Precision nutrient management requires accurate assessment of crop nutrient status. This is common for assessing N status, but much less so for other nutrients. Because fluorescence can indicate crop stress, the robustness of different fluorescence indices was assessed to predict crop nutrient status (K, Mg and Ca). The hypothesis was that crop nutrition limitations, especially K, can be detected using fluorescence proximal sensing to quantify crop response with a high degree of spatial resolution. A factorial experiment was imposed with four treatment factors: crop, K fertilizer rate, lime and row management. The soil at the experimental site was K deficient and the crop variables showed significant treatment effects (e.g. yield, protein). Fluorescence sensing identified a significant positive K response for three chlorophyll related indices (SFR_G, SFR_R and CHL), but not for FLAV; while wheat was significantly different from barley. Using a k-fold cross-validation method promising predictive relationships were found.
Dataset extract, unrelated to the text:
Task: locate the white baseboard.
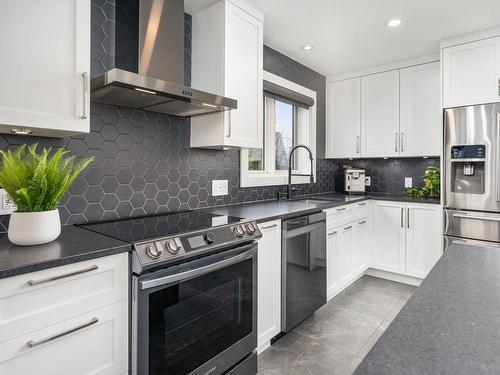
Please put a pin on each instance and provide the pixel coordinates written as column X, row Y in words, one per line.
column 263, row 347
column 393, row 276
The strongest predictions were for SFR_R to predict crop biomass, for SFR_G to predict crop K content of inter-row wheat, for CHL to predict crop Ca content of inter-row wheat and for FLAV with barley grain protein in the windrow treatment. The fluorescence indices produced more significant crop variable predictions than measuring NDVI using an active sensor. This study illustrates the utility of fluorescence sensing to measure chlorophyll related signals for capturing the nutritional status of barley and wheat crops. These results show encouraging potential to rapidly detect crop nutrient status for non-N nutrients using fluorescence sensing.